Me: They’re acting… in slow motion.
Chris: What? Do they not know that slow motion is done with cameras?
Me: Of course they know that. They wanted the style, it’s just too expensive.
Okay, so the effects, sets, and costumes are less than convincing at best…
But really, this film has so much potential.
It hits on all those juicy Gothic elements that make Horror movies glamorous and intriguing.

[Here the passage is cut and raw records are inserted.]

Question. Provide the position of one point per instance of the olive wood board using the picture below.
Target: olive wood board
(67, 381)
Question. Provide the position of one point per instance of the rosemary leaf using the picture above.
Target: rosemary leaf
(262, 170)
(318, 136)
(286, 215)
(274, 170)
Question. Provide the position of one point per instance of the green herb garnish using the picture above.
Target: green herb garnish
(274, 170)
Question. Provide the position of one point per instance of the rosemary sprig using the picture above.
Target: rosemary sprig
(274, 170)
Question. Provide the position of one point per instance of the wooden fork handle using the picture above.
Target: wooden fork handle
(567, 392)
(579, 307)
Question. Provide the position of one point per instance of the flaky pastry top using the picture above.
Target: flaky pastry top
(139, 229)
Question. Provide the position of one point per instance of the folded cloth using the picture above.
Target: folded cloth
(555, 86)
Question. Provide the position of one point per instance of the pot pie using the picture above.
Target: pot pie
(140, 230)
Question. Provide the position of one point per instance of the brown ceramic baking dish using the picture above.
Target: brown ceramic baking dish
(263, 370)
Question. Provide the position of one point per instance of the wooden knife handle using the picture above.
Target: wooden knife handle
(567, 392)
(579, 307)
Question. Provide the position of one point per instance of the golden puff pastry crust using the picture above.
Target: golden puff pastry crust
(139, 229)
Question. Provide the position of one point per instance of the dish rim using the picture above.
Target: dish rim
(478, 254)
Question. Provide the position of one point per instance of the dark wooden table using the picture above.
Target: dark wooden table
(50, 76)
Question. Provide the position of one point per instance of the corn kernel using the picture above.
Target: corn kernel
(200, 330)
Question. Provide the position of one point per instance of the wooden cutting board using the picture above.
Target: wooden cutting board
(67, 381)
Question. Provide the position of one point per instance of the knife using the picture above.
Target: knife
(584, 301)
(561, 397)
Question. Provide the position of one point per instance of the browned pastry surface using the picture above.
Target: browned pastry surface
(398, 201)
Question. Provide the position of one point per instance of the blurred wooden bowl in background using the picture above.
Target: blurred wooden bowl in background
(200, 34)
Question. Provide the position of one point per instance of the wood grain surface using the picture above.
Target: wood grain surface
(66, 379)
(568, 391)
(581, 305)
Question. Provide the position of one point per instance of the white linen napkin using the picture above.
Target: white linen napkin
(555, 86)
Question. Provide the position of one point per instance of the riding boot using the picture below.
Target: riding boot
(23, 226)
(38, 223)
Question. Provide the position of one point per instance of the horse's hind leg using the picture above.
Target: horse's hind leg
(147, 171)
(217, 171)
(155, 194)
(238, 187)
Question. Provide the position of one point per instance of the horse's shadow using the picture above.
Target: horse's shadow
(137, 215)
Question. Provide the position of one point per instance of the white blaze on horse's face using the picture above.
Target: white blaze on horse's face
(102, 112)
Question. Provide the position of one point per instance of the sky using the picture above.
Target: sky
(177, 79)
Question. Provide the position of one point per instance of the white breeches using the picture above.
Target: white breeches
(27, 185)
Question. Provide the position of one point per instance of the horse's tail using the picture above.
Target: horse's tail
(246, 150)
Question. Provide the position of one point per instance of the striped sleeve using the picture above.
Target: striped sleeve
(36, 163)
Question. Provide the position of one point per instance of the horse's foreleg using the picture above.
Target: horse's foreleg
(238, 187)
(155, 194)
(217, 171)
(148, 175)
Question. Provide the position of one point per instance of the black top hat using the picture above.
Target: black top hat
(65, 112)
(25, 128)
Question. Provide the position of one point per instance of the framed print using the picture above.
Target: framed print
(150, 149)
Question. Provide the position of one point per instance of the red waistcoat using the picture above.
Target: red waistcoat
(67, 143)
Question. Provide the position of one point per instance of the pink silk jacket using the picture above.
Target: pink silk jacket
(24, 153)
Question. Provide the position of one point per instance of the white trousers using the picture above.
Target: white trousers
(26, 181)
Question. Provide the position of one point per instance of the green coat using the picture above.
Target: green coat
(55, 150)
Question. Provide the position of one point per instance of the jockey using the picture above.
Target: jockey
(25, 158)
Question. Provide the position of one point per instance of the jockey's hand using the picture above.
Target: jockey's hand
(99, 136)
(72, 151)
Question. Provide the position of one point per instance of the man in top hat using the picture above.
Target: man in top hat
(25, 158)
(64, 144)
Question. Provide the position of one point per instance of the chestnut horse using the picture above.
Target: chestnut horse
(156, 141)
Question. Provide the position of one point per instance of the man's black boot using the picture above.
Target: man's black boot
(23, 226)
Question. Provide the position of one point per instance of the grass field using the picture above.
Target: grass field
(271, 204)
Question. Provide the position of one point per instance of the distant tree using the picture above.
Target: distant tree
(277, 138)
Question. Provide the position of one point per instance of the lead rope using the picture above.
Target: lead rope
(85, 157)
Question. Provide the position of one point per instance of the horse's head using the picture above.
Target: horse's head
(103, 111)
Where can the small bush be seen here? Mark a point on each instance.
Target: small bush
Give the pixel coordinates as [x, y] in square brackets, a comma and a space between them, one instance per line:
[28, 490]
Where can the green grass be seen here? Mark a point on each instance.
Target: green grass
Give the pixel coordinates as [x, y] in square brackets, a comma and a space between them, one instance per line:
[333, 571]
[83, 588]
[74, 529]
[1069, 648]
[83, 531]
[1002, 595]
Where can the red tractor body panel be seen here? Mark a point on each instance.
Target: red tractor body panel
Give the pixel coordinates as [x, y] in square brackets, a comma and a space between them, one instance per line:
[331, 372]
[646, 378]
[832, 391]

The lovely Barbara Steele plays a dual role as Muriel and her sister, Jenny. Muriel is wed to a classic Victorian mad scientist, Dr. Stephen Arrowsmith as played by Paul Muller. Rich and bored, she has an affair with the gardener, and her husband tortures her and her lover to death in his experiments to make himself and his lover, the housekeeper, Solange, immortal. He keeps the lovers’ hearts in a flowerpot as a gruesome souvenir, and those hearts continue to beat at night (Telltale Heart, anyone?). Unfortunately, Muriel had already willed her castle and all her property to her “hysterical” sister, Jenny. This means that our horror doctor needs to marry Jenny to keep his classic Gothic castle, but he is conflicted as to whether to hang on to his “mentally fragile” wife, or just use her up in his experiments too. Meanwhile, dead or no, Muriel and her lover will not leave the Doctor, or Jenny, alone.
All in all, this is a Giallo delight, but not for casual viewers. Unless you really like bad horror movies, you may not be able to suspend disbelief enough to wallow in the low-budget effects and the classic blonde wig/black wig trick (what, they’re sisters, come on). Nevertheless, this movie speaks to me, somehow. By playing off the classic creepiness of Doppelgangers, haunted castles and hearts that beat out a warning to the living, this film has just enough style and substance to hang together… tenuously. It’s that tension, between decent film and total turkey, that makes it so charming – like a really good velvet Elvis painting.